When we fly as pilots in volunteer organizations such as those that fly patients for medical treatment, veterans for memorial services, wounded warriors, or even animals to places of new homes, we do so with the trust of those people that we are capable and that we will safely get them to their destinations.
They are not pilots, they do not necessarily know us or our aircraft, and they probably have no idea of how to evaluate whether we are proficient to complete the flights we are undertaking. It is up to us to be responsible in our decisions on whether we, our aircraft, or they, are safe to complete any particular flight.
Choosing appropriate minimums is a significant part of this process. And we have to do it with added pressure not present on our pleasure flights, the pressure to complete the flight based on external pressures.
In many types of public benefit flying, no particular operational minimums are prescribed by the organization coordinating the flight providers and recipients. It is up to the pilot (or crew when two crew are required) to make this decision. With the added pressure of a perceived need to complete a flight, it can become tempting for a pilot or crew to fly in conditions that may be less than they would normally. The best way to fight this is to have an established procedure ahead of time for determining go/no-go minimums decisions and hold to it when we do any public benefit flying.
For many of these flights, there are unique considerations. In operations where two crew are required the PIC and SIC may not have even flown with each other before. An SIC may not be familiar with a particular aircraft or its avionics, but still be a valuable service to the PIC who owns or operates the aircraft. Having two crew can be a bonus, but having an unfamiliar crew member may be of less help than one that is more familiar. Frequently these flights are to airports the pilot(s) is not familiar with or to which they travel infrequently. It is things such as this that we must evaluate on a case by case basis along with weather, airport, loading, and all other factors.
When we learned to fly and as we add skills such as an instrument rating, we are taught about setting personal minimums. But for many of us, this is the last time that we consider them, when in fact, we should be considering them on every flight and changing them with every unique flight.
There has been much written already about setting them, but a refresh is always a good idea.

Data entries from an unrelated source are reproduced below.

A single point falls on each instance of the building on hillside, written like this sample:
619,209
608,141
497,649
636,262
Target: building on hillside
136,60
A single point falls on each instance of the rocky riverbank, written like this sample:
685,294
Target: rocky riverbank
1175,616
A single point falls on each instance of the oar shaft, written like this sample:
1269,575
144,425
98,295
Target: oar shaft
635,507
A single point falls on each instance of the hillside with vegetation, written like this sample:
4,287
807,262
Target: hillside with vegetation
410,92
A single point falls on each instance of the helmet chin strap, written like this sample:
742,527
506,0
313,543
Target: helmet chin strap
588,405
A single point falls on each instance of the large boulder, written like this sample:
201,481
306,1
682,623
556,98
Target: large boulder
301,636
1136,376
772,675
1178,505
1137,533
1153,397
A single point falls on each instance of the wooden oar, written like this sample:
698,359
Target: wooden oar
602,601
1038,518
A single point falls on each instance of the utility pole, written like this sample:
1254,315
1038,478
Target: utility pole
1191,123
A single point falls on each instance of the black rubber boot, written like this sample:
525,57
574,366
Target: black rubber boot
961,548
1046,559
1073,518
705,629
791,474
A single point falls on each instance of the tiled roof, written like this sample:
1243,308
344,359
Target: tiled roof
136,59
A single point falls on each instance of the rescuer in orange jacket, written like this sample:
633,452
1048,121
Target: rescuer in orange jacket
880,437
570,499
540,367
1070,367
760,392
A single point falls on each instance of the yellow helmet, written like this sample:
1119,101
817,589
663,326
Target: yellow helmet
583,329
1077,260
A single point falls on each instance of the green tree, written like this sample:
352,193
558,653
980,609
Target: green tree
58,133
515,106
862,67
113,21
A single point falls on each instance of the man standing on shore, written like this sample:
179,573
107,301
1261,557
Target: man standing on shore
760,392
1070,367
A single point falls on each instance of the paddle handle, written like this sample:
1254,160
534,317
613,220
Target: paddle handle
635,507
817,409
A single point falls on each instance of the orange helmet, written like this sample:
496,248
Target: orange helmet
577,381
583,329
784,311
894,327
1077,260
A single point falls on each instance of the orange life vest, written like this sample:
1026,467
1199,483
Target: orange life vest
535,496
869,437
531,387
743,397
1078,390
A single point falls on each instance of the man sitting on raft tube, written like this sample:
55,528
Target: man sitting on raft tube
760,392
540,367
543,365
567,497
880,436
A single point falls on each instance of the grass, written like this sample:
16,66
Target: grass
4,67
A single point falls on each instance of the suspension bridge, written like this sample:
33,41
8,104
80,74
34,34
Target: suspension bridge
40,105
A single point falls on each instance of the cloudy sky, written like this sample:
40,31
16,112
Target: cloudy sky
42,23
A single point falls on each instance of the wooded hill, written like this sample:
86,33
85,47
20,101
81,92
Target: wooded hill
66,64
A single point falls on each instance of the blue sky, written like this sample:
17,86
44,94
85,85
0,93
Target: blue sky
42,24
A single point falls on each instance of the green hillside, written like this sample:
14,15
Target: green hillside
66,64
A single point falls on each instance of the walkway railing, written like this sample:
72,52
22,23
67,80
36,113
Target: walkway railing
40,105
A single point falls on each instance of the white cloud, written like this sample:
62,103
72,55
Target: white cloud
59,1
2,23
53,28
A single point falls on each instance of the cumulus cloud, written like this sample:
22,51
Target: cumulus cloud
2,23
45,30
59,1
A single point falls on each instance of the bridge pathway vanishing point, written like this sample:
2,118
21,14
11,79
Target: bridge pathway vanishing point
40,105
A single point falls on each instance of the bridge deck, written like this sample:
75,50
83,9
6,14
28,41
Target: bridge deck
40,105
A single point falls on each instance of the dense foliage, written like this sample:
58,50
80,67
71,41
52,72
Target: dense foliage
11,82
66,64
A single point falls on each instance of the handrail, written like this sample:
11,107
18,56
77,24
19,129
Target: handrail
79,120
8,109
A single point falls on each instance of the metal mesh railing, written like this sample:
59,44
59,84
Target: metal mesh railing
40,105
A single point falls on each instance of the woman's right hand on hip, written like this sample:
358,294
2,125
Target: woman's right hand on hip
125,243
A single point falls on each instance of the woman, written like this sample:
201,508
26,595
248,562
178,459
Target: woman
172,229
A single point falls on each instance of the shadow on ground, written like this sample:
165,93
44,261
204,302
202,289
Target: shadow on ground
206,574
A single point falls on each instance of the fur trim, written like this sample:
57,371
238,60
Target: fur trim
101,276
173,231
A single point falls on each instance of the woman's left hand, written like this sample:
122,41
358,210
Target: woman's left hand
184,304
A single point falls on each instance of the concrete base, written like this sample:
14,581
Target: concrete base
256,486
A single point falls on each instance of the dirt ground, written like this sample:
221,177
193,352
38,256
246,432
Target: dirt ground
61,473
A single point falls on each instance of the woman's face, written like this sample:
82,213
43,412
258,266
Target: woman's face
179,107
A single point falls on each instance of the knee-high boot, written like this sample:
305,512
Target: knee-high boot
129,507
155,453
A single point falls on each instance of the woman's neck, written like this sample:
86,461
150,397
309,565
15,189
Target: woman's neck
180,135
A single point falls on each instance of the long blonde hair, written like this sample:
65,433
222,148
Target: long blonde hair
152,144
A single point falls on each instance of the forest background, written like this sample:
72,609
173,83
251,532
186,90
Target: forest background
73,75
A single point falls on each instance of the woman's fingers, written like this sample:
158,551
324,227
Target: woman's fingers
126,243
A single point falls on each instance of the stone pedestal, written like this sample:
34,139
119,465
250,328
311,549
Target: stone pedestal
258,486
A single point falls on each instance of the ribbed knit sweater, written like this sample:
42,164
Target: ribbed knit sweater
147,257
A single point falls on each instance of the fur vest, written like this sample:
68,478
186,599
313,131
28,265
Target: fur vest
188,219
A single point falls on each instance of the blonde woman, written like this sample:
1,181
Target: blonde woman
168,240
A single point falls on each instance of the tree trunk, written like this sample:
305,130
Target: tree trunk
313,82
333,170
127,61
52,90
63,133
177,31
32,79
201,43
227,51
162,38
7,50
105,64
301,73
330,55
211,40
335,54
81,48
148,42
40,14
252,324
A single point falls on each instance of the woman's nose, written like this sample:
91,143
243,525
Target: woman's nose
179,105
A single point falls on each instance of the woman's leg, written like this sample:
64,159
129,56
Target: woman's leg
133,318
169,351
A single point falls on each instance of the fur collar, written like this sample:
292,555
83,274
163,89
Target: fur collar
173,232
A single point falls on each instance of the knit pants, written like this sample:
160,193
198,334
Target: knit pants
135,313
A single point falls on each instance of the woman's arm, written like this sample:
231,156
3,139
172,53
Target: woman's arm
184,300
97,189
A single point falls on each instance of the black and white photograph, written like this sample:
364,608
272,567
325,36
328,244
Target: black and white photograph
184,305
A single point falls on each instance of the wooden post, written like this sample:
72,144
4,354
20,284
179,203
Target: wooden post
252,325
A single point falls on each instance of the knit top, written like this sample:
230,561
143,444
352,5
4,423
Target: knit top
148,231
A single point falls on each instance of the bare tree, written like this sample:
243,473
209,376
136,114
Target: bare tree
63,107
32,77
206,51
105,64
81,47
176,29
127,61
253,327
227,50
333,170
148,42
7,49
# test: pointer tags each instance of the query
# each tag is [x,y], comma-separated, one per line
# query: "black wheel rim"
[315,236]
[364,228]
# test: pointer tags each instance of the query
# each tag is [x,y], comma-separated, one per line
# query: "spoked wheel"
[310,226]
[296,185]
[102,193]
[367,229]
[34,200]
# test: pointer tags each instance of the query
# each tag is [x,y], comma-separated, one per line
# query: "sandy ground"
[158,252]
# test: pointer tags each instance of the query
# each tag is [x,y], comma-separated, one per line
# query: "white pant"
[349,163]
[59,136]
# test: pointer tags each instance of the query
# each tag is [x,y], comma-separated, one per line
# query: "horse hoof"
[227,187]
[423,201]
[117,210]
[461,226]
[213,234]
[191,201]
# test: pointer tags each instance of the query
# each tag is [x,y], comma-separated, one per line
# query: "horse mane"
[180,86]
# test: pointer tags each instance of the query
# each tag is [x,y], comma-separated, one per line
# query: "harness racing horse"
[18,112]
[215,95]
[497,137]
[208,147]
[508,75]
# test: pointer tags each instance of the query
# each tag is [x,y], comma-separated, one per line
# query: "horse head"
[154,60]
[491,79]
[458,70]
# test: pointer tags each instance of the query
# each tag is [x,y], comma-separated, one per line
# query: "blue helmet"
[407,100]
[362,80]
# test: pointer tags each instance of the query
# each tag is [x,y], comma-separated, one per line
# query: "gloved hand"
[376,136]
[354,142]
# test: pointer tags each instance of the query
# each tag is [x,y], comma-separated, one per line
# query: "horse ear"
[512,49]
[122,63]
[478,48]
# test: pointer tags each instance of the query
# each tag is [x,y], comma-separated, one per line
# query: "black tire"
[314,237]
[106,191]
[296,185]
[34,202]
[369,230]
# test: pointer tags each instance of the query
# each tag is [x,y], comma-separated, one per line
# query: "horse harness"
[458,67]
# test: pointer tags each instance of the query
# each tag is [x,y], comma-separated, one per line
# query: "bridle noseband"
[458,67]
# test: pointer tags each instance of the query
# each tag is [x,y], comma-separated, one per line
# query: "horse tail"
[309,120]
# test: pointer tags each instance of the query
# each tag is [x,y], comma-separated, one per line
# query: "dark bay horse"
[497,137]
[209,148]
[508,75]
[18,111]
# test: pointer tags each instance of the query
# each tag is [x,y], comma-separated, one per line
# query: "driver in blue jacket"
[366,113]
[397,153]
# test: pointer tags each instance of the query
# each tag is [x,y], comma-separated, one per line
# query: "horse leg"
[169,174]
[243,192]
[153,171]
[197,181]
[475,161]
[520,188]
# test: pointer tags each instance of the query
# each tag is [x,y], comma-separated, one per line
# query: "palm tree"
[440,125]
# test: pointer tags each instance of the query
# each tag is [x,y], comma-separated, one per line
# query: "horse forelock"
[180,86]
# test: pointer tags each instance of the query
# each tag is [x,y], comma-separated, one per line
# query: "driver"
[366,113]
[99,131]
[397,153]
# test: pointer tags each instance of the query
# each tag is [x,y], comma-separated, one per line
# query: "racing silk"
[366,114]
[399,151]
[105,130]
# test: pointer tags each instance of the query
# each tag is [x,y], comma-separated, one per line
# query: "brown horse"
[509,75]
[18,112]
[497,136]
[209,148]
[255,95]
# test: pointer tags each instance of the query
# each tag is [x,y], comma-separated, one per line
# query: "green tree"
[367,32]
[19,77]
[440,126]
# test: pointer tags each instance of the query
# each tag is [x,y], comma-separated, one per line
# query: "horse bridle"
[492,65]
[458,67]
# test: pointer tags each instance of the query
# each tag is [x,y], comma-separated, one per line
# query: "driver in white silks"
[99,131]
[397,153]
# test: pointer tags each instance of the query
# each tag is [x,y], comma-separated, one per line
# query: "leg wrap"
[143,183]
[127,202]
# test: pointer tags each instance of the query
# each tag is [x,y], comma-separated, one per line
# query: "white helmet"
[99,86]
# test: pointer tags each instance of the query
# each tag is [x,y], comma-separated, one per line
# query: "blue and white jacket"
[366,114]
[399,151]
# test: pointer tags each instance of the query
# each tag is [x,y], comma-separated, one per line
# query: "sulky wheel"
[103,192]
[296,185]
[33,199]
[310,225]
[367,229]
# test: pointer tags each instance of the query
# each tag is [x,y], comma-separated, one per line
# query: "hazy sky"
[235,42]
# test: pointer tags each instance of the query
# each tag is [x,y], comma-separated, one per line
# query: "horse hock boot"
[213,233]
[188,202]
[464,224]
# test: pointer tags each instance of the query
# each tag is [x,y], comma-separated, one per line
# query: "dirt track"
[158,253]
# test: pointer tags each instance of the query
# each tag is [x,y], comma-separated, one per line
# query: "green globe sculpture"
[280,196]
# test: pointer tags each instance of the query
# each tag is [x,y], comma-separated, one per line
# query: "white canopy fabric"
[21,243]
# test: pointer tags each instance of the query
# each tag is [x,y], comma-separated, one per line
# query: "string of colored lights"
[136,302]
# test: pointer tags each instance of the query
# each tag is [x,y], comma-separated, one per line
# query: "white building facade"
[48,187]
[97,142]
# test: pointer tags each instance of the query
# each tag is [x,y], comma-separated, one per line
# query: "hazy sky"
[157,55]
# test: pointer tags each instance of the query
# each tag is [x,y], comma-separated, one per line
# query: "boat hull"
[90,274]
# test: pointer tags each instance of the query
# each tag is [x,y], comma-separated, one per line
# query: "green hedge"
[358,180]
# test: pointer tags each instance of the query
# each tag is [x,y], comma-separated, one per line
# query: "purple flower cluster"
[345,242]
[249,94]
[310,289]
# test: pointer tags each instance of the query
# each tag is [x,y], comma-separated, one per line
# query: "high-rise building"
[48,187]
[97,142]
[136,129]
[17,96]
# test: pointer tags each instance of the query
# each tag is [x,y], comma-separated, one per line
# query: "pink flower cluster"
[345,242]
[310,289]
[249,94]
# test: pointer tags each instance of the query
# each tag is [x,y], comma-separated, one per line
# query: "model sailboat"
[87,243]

A savvy pilot would spend a little time searching the internet in some down time to find a tool that will help them best determine what risks are factors on each operation. Many are available, and it becomes a matter of personal taste which one works best for each individual. Find the one that works best for you.
The FAA Safety Team has published information that can be helpful for Flight Risk Assessment Tool that can be found by clicking here.
The AOPA has a great tool, a flight risk evaluator, that is one option a pilot may consider. Click Here for the AOPA Flight Risk Evaluator.
Want to learn more? The FAA also has published a document, FAA/Industry Training Standards Personal and Weather Risk Assessment Guide, that has greater detail and a highly detailed worksheet that could be used when considering the risks of a particular flight.
I strongly encourage all of us who do any public benefit flying to review our own methods for determining our go/no-go decisions based on our own personal minimums. As we consider the trust that those who fly with us have put in our skills and decision making, it is the least we can do.